Najib Tun Razak must admit the failure of his ETP
Finance Minister Datuk Seri Najib Tun Razak must fully account to 28 million Malaysians for the shocking RM 200 billion in dirty money siphoned out of Malaysia in 2010 and the scandal of RM 871 billon lost over the last 10 years or else admit the failure of his ETP. Najib’s stubborn silence and failure to act over this RM 871 billion scandal demonstrates not only his failure to uphold pubic accountability but that the BN government condones the practice of outflow of illict or dirty money.
Washington-based financial watchdog Global Financial Integrity (GFI), in its latest report which tracks capital flight, says the level of illicit flows from Malaysia in 2010 was the highest in 10 years. RM 197 billion of dirty money was siphoned out of Malaysia in 2010 compared to RM 93 billion in 2009, an increase of 112 %. Malaysia has the shameful record of being the No.2 country in the world after China, of illicit outflow of dirty money.
The GFI report, ‘Illicit Financial Flows From Developing Countries: 2001-2010', is co-authored by GFI economists Sarah Freitas and Dev Kar, who is a former senior economist at the International Monetary Fund. GFI has warned that capital flight in Malaysia is "at a scale seen in few Asian countries".
GFI described its estimates of global dirty money as "extremely conservative". Whilst Malaysia was ranked No. 2 globally in 2010, Malaysia is ranked No. 3 globally over 10 years from 2001-2010. The total 10-year estimate for Malaysia is US$285 billion (RM871.4 billion), while China is US$2,740 billion, and Mexico, US$476 billion.
GFI said that trade mispricing - the practice of shifting profits overseas by over- or under-invoicing intra-company transactions - accounts for an average of 80.1 percent of illicit financial flows from developing countries. The rest of the dirty money involves proceeds of corruption, bribery, theft, and kickbacks.

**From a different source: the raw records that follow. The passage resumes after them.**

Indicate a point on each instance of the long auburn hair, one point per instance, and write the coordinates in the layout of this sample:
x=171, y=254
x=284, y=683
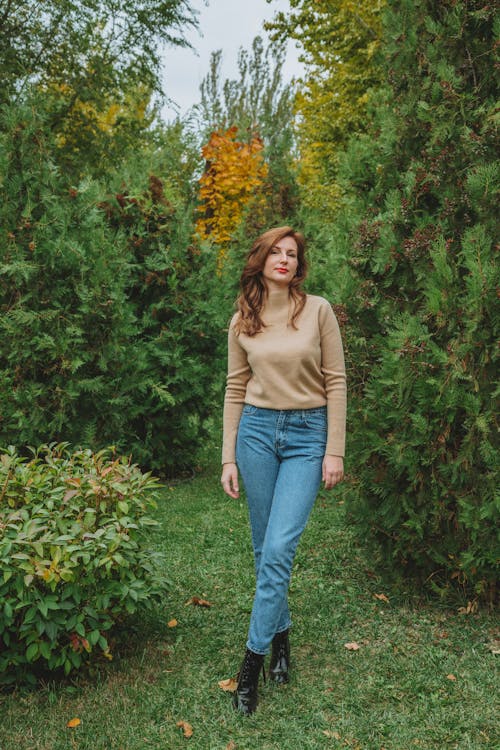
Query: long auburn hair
x=253, y=291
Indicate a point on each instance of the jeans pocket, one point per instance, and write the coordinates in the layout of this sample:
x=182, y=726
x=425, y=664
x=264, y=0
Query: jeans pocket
x=316, y=420
x=249, y=409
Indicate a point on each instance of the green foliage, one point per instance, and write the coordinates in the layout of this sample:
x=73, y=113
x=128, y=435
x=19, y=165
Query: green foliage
x=97, y=66
x=421, y=298
x=340, y=41
x=110, y=317
x=260, y=105
x=73, y=556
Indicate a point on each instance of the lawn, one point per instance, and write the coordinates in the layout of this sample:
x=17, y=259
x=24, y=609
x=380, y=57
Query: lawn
x=418, y=674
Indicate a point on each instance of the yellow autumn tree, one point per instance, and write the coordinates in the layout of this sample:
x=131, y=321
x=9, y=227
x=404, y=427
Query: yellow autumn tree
x=234, y=173
x=340, y=40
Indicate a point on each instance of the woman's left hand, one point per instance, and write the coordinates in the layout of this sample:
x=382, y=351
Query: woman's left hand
x=333, y=471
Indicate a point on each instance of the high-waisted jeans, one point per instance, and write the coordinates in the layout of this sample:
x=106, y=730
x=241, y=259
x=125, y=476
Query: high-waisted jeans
x=280, y=456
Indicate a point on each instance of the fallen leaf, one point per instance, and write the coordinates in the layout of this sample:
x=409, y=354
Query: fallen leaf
x=186, y=728
x=198, y=602
x=69, y=494
x=229, y=685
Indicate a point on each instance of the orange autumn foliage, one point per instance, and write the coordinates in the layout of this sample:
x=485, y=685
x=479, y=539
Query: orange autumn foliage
x=234, y=172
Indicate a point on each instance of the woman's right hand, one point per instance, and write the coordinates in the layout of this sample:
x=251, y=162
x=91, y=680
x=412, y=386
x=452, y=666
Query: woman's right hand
x=229, y=480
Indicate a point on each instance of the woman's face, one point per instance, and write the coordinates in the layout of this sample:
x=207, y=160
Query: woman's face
x=281, y=263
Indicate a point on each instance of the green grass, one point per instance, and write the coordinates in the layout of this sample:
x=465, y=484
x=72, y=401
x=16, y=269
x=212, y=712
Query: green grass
x=393, y=693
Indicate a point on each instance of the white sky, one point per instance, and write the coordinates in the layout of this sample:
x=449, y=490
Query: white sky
x=226, y=25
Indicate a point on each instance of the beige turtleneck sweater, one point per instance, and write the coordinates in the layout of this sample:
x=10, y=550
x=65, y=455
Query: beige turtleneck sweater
x=283, y=367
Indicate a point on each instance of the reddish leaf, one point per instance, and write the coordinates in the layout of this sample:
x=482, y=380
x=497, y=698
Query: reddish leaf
x=229, y=685
x=186, y=728
x=198, y=602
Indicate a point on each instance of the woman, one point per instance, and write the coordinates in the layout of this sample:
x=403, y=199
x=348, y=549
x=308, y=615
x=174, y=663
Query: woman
x=284, y=428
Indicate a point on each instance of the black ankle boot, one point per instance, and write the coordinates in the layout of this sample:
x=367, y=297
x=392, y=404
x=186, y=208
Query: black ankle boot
x=279, y=665
x=245, y=698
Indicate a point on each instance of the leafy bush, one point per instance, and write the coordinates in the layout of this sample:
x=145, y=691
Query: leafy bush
x=72, y=555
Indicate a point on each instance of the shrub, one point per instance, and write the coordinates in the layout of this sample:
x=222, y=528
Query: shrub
x=72, y=555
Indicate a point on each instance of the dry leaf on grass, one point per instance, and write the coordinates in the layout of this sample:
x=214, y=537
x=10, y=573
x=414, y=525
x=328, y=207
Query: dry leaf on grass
x=229, y=685
x=470, y=609
x=198, y=602
x=186, y=728
x=334, y=735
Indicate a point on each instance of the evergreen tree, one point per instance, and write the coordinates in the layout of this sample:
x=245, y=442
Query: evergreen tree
x=422, y=296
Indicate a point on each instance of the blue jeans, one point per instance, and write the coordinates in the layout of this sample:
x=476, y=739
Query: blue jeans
x=280, y=456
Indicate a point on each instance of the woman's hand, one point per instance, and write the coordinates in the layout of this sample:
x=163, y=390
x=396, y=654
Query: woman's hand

Despite Najib’s promises last year that a probe would be conducted by Bank Negara, Bank Negara has yet to announce the result of its investigations or explain the massive illicit capital flight, despite offers of help from top GFI economists. Is this another case of BN’s “Janji Tak Ditepati” of unfulfilled promnises?
The GFI report merely confirms the findings by the 2012 Transparency International report that Malaysia topped the Bribe Payer’s Survey in terms of lost business due to bribery. In this area, Malaysia ranked worst out of the 31 countries, worse than even Indonesia (47%), Pakistan (42%) and Russia (39%).Najib should come clean about this RM 871 billion scandal and wash away the shame it has brought to Malaysia by inviting top GFI economists who drafted the report to get to the root of this scandal.